Harry, imediatamente, imaginou que a foto estava parada. Ouviu Duda exclamar:
- Nossa! Quem é ela?! Quem é ela?!
Harry respirou fundo e aproximou-se do primo, tentando arrancar o
porta-retrato de suas mãos. Em vão. Velozmente, Duda estava no andar de baixo,
mostrando a foto para tia Petúnia. Harry não deixou de dar um tapa na própria
testa.
- Moleque! Quem é esta menina? – gritou Petúnia.
O garoto colocou a cabeça para fora da escada, onde pudesse ser visto.
- Não é da conta de ninguém! – respondeu mal humorado, descendo a
fim de recuperar a foto.
- Enquanto você estiver dentro da minha casa, tem que me obedecer!
Harry soltou uma gargalhada.
- Talvez eu possa chamar meu padrinho para pegá-lo da sua mão.

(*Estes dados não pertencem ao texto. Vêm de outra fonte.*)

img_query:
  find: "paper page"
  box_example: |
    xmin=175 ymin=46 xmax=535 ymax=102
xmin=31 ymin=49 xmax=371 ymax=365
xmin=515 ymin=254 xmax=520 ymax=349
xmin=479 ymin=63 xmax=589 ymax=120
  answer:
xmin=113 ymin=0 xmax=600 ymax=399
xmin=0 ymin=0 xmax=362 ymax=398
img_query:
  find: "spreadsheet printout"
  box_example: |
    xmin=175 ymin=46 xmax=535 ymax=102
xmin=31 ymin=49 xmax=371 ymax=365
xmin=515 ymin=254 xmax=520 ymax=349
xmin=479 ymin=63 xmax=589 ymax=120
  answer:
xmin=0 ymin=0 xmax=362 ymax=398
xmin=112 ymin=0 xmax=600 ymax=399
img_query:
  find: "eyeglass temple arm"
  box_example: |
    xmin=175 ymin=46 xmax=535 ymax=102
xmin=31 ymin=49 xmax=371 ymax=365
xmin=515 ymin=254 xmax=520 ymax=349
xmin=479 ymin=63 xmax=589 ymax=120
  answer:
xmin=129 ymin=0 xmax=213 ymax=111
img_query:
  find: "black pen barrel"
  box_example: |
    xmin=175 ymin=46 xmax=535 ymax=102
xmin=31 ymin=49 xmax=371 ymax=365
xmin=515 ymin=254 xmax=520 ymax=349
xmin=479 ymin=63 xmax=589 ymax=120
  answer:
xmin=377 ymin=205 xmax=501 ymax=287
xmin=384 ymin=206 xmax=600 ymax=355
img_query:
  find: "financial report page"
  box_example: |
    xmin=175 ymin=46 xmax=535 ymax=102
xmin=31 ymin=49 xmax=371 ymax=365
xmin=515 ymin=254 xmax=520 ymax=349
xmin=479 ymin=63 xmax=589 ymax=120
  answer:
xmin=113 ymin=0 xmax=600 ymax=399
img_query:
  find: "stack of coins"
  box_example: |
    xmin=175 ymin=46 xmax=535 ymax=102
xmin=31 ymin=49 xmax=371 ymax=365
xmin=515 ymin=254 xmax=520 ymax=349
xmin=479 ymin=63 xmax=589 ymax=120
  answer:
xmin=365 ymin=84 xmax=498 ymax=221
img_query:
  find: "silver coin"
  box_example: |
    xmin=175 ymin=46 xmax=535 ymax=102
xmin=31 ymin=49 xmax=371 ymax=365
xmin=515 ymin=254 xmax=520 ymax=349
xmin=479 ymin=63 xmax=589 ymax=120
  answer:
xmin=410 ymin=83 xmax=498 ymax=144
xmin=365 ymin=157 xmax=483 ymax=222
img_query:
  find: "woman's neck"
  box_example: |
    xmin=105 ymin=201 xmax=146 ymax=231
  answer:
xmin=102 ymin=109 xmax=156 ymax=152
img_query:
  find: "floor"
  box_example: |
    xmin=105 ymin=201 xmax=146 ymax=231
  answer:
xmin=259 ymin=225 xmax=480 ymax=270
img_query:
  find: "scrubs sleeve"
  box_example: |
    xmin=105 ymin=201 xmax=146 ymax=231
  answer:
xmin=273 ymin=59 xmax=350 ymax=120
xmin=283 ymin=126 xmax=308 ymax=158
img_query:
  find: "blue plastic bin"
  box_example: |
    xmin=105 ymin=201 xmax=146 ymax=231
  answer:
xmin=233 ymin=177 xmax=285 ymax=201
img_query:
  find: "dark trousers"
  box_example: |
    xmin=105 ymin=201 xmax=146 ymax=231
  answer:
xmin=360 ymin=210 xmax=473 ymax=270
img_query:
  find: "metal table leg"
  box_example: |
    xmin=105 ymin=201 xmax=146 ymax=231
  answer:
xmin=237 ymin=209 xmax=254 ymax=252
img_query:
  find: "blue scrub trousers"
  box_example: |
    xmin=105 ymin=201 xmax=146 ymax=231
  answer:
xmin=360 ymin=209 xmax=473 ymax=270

Imediatamente, Petúnia soltou o porta-retrato, devolvendo-o na mão de
Duda, que correu até Harry, entregando-o. O garoto sentiu-se satisfeito, mas
quando estava quase subindo, ouviu uma mulher perguntar:
- Ela é sua namorada, Harry?
Harry virou-se para trás e encontrou um rosto conhecido. Era a senhora
Figg, mãe de Arabella e componente do Ministério da Magia. Porém, a bruxa
gostava de parecer trouxa e instalou-se em Londres, longe das vilas de bruxos.
Ela também se casara com um trouxa. Mas o importante era que ela era mãe de
sua madrinha, e isso era sinal que, provavelmente, Arabella estava em sua casa.
- Ah! Olá, senhora Figg. Havia mesmo me esquecido – dizia Petúnia em
tom desprezador. – Menino, você ficará esta noite com a senhora Figg. Pegue
suas coisas e saia já. – virou-se para Harry.
O garoto sequer relutou, subindo até seu quarto e pegando apenas algumas
coisas. Desceu como num foguete e juntou-se da senhora. Não se despediu de Petúnia
ou Duda e atravessou a rua. Estava prestes a encontrar um novo mundo. E do outro
lado da rua.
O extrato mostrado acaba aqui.